Not that I was searching for an agent that entire time. I'd finished my novel, a historical fiction epic set during the reign of a deeply crazy Emperor, and I'd immediately sent out a round of query letters that came back to me just as fast. The process of finding an agent, an editor, a publisher, in fact any sentient being to take an interest in your work – well, it can be extremely discouraging. And I'd always rather be working on a new book than camped out by the mailbox waiting for rejection letters, so in the seven years following my Roman epic's completion I only intermittently worked on trying to get it published. In 2007 I abandoned the Roman epic and tried my luck on a different book, sending out rounds of queries and getting the usual batch of "No thanks," "Not accepting new clients," "Not for us," and just one "I like your style, but this isn't quite doing it for me." I latched onto the last response and volunteered to send my Roman epic for perusal instead. Off it went, looking distinctly tatty by this point, and I largely forgot about it. Until I got that phone call on the second day of the new year, bone tired from snow-shoveling and very late for work.
Well, 2008 got a whole lot better right away. Even my boss, who was extremely irate by the time I showed up in mid-afternoon, couldn't dim my radiant mood. I had an agent. I practiced nonchalant phrases: "Sorry, my agent is on the other line." "I have lunch today with my agent." We hit it off over the phone at once, though I managed to stun her with the realization that I was only twenty-six. "You're a baby!" she said in astonishment, and I decided not to tell her (yet) that I'd written my novel at the age of nineteen. One shock at a time.

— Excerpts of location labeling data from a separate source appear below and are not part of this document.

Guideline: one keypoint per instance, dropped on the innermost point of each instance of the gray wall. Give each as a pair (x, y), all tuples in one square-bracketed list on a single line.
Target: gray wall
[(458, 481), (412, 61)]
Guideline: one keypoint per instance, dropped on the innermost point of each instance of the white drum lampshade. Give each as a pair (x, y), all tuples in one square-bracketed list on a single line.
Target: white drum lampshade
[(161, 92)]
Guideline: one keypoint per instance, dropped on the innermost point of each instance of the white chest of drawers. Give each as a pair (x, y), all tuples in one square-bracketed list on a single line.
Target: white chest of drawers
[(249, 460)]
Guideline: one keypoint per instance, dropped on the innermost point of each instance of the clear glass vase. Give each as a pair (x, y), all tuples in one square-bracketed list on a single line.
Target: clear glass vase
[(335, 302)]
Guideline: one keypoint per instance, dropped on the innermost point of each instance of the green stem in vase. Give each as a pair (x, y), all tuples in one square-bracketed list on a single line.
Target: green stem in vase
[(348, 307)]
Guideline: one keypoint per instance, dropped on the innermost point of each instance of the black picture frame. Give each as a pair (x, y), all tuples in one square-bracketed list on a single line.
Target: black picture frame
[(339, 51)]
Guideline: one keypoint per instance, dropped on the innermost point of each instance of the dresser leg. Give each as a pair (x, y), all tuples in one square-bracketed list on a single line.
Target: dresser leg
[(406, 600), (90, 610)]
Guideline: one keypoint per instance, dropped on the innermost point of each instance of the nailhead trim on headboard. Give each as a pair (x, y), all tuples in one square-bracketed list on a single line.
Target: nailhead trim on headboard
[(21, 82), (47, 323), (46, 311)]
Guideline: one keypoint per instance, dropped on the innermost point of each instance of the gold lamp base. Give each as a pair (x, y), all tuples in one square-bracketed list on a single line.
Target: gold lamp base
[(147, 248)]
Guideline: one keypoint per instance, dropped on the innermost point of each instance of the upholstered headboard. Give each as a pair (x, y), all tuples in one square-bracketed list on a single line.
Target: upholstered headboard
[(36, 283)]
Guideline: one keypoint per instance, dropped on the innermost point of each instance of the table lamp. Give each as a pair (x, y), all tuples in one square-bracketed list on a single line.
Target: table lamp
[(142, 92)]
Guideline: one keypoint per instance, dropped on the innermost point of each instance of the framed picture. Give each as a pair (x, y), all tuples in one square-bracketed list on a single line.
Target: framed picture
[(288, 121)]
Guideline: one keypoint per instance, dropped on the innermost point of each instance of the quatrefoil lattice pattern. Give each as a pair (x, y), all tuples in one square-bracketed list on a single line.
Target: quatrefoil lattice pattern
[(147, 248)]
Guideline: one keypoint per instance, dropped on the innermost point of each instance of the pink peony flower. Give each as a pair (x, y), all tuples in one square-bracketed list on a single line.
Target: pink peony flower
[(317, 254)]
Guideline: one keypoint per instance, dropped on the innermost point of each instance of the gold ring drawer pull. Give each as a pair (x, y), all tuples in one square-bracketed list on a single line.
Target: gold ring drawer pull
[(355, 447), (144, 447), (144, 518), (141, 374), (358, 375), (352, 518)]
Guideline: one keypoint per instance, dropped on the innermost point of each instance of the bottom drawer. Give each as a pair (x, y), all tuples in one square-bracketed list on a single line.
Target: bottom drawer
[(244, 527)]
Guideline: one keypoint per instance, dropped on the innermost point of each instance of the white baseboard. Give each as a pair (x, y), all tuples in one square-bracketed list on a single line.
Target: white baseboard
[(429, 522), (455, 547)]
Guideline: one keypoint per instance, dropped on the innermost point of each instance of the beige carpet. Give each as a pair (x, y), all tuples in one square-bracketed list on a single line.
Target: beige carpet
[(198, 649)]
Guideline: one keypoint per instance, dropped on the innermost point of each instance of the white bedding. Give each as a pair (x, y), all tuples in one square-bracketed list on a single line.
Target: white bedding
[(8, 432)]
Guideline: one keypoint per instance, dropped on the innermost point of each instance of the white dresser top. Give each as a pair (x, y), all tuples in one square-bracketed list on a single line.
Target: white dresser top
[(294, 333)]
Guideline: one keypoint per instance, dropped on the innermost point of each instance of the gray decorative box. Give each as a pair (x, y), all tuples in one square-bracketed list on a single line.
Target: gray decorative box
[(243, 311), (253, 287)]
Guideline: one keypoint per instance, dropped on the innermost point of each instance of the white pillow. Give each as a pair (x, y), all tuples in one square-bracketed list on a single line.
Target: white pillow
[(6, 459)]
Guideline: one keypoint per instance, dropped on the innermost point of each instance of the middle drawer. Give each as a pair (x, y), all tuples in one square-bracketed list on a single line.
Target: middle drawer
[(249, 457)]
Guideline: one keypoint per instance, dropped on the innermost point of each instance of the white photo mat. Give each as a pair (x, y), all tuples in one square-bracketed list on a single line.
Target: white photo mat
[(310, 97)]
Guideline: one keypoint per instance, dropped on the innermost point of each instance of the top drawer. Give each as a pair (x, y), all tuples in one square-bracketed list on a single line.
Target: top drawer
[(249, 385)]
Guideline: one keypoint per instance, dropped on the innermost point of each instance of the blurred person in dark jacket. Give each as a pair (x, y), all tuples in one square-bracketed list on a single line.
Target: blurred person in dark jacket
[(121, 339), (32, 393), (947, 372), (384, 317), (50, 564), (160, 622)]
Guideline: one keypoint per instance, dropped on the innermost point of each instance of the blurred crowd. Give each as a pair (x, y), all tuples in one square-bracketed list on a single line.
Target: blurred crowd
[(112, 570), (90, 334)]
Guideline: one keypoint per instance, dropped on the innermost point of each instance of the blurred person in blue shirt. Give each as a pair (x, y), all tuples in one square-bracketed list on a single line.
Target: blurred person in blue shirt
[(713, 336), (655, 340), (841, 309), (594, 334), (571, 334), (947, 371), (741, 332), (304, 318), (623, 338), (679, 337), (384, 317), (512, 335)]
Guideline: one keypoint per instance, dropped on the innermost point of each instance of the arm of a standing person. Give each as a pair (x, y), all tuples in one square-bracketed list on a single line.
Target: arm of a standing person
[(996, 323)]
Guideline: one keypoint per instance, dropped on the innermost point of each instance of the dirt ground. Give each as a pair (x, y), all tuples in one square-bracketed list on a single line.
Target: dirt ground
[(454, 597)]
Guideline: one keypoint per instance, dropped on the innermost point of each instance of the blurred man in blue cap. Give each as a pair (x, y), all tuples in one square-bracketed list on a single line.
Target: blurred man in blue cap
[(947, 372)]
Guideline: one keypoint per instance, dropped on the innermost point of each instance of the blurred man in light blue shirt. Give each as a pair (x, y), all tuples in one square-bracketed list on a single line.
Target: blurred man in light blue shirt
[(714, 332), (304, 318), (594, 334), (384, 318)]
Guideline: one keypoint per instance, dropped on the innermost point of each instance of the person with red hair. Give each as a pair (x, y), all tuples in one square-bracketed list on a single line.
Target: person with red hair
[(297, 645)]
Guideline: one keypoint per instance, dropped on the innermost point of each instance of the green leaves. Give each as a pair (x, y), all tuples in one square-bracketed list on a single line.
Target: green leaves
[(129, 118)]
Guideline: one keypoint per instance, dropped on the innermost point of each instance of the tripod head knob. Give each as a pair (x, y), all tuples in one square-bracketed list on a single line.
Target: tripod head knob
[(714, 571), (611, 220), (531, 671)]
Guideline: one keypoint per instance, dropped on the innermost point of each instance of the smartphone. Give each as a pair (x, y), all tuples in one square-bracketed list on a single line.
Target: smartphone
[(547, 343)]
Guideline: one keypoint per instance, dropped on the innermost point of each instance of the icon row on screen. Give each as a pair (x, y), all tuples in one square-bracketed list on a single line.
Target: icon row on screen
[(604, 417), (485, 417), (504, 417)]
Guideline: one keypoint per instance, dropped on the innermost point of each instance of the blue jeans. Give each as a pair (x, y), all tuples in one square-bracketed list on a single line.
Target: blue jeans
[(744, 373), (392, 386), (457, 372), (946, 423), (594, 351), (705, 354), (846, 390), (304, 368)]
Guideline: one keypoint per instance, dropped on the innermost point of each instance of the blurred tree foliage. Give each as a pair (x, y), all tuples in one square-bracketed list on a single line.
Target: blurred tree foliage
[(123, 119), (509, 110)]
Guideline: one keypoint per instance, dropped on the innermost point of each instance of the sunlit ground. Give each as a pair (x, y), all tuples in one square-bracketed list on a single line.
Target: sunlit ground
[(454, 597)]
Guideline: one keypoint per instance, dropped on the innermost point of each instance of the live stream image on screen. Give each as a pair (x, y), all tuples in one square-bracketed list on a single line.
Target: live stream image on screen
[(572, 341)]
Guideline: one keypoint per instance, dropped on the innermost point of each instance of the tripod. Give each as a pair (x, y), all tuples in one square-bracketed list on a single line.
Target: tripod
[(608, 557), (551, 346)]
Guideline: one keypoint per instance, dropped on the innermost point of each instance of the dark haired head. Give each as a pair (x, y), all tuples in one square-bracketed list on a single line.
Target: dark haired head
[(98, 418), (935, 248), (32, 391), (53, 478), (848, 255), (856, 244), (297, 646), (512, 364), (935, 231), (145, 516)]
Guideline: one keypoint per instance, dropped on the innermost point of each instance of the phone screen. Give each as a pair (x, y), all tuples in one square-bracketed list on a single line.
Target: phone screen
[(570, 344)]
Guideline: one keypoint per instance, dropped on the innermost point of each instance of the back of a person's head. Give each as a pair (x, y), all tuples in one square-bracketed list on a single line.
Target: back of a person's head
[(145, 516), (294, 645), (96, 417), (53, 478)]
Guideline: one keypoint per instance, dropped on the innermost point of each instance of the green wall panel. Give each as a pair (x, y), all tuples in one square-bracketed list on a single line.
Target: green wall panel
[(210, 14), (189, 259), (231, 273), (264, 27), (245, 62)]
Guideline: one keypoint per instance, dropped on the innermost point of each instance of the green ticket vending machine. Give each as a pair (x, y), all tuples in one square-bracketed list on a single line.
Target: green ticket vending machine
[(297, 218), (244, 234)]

Of course, an agent is only the beginning. My Roman epic had to be made publishable first, and my agent had a list of improvements. I gulped, reached for a scalpel, and tore into my baby without mercy. Four months later, my fat schlubby pages had been transformed into a taut sleek novel, much like the winning contestant on The Biggest Loser. My agent began shopping it around New York, and I began praying. A few months later, I was tying my sneakers to go on a hike when I got The Call.
I don't remember much of that phone call – something about Berkley Books and a 2010 release. I remember my fiancé hovering at my side, scribbling notes on a pad as I talked with my agent: Well?! Did you get an offer?! Put the phone on speaker!!! I remember burying my face in a pillow afterward and trembling. I remember calling my mother and telling her to sit down before I said another word. And I don't remember much of the rest of that evening, because great quantities of champagne were involved.
2008 turned out to be a pretty good year after all.